Much to the dismay of every Black Mirror episode and sci-fi writer who has warned us throughout the years, technology lives alongside us hand-in-hand. More so than the prompts you might ask Alexa with your alarms or lights, the world in writer/director Sophia Barthes’ The Pod Generation takes that premise even further on the subject of reproductive options. If a family had a choice to forgo the natural order of birth and watch their baby grow (in an almost Tamagachi style) pod encasement, would it be worth it? Imagine if your bundle of joy was attached with a long receipt of terms and conditions.
Well, it doesn’t feel so out of place in this world. Everything seems to be sterile, stress-free and dripping with convenient measures ranging from food preparation to having an AI psychiatrist. Do you need oxygen? Swing by an oxygen bar and take a breath. How about a nice weekend hike in the great outdoors? Well, there are things called “nature pods” where you could imagine what that could be like in an immersive experience.
In this “brave new world,” a loving couple Rachel (Emilia Clarke) and Alvy (Chiwetel Ejiofor), have someone acclimated their lives to co-exist. Alvy mainly prefers a life that pre-dates the onset of technological advancement. He’s a botanist and teacher that teaches his students to savor the tangible aspects of plants and trees. Rachel works for an AI company where she’s seemingly on an upward trajectory. In their home, they meet in the middle with their digital client Emilia who calculates their “bliss index” and lets them know when they need r and r.

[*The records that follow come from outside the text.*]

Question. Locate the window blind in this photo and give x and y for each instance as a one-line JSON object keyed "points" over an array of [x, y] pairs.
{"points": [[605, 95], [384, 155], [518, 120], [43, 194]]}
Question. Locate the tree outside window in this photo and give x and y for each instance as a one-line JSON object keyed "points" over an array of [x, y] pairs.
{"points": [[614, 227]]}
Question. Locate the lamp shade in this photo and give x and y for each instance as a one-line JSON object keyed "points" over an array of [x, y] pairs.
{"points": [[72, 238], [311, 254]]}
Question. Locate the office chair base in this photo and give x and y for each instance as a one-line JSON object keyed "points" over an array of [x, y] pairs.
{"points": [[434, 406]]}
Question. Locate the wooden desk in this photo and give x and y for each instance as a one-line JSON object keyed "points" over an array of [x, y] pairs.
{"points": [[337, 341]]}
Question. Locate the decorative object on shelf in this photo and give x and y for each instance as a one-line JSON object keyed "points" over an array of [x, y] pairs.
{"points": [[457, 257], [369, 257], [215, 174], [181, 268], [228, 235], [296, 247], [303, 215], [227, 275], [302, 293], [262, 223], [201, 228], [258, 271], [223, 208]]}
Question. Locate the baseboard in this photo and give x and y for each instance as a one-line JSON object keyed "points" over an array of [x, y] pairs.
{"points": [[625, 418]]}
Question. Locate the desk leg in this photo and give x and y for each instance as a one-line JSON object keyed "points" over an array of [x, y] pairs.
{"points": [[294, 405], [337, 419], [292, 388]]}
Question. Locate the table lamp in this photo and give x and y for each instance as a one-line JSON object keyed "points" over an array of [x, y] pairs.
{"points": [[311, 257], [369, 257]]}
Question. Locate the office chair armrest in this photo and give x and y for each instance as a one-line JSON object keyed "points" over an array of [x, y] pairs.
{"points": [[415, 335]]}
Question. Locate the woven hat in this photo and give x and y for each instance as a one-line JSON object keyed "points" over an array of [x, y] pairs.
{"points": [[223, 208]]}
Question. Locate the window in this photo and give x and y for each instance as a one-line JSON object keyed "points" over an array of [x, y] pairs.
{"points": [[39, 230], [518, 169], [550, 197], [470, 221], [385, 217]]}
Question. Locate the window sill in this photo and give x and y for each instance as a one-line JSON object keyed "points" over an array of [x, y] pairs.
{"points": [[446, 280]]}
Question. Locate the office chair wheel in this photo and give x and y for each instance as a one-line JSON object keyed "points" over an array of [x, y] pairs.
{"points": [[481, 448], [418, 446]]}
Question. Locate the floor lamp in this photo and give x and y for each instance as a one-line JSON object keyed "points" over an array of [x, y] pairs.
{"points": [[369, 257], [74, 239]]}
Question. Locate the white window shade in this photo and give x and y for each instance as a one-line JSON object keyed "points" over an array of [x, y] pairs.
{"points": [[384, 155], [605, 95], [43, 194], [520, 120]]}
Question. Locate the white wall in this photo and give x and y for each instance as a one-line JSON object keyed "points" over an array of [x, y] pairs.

The couple has always wanted a baby (Rachel even has dreams of being pregnant), but her job projects fear that such a feat would impede her career. However, they have a solution to this problem. Rachel and Alvy can be moved up the waitlist to something called The Womb Center, where babies are manufactured in a fertilization process that has embryos grow in egg-shaped pods. Rachel’s company will even provide some financial assistance – but given the couples’ different stances on how they want to have a baby, this proves to be an impasse.
On the one hand, you get rid of all the things like morning sickness and any complications the mother and the baby might undergo during the nine-month process. Everything at The Womb Center is headed by an all-encompassing company Pegazus – things from DNA and food are curated to a science, and interactions are mostly contained to an application. There are always tradeoffs, and the duo of Clarke and Ejiofor are a charming pair while they navigate this process.
The Pod Generation has moments rooted in comic relief and some emotional fulfillment. While the film starts with Rachel and Alvy at opposite ends of the spectrum regarding this process, they gradually switch places. Alvy is shown to be extra attentive to a dizzying degree with the pod, and Rachel begins to have reservations about everything. Womb Center director Linda (Rosalie Craig) guides the couple through the “new” conception stages. Where they are warm, Craig brings a hammer of corporate coldness that bounces off all three people in hilarious ways.
It’s not that you can take your baby home, and that be the end of it – some stipulations are in place with the contract. The pod is indeed company property, and like an iPhone, it might as well be a financed device. You can only have it for two weeks upon returning it to the center, waiting for the “birthing” that is monitored. A mother-child connection that comes with the process doesn’t happen when you can only see a fetus through a screen.
This is one of the hearty themes Barthes hints at, but doesn’t elect to focus on – selecting a more optimistic tone. There’s nothing particularly wrong with that choice. However, The Pod Generation does raise interesting questions that it only scratched the surface on. At some point in the film, there’s a protest outside of The Womb Center of women who are wholeheartedly against this process – against a world that is telling them that motherhood will only impede their careers (It’s more companies and the societal ecosystem that are not more accommodating to mothers).
Rachel’s friend Alice (Vinette Robinson) and her partner Ben (Jelle De Beule) are another example of a role reversal within this world. Alice echoes the notion that the man/woman dynamic can be on equal standing in this new development. However, at the same time, there’s an undercurrent of anti-choice where society pushes women into a lifestyle where they are only more efficient in the workplace.
These complicated developments only become more pronounced at The Pod Generation’s conclusion that it elects to conveniently solve all the couples’ issues before they have time to stew. We already have enough cautionary tales in the futuristic pantheon serving as loud alarm bells to think twice about these things. Although The Pod Generation is visually impressive with a lot of ideas in tow, its choice not fully to invoke their potential might have hurt it in the end.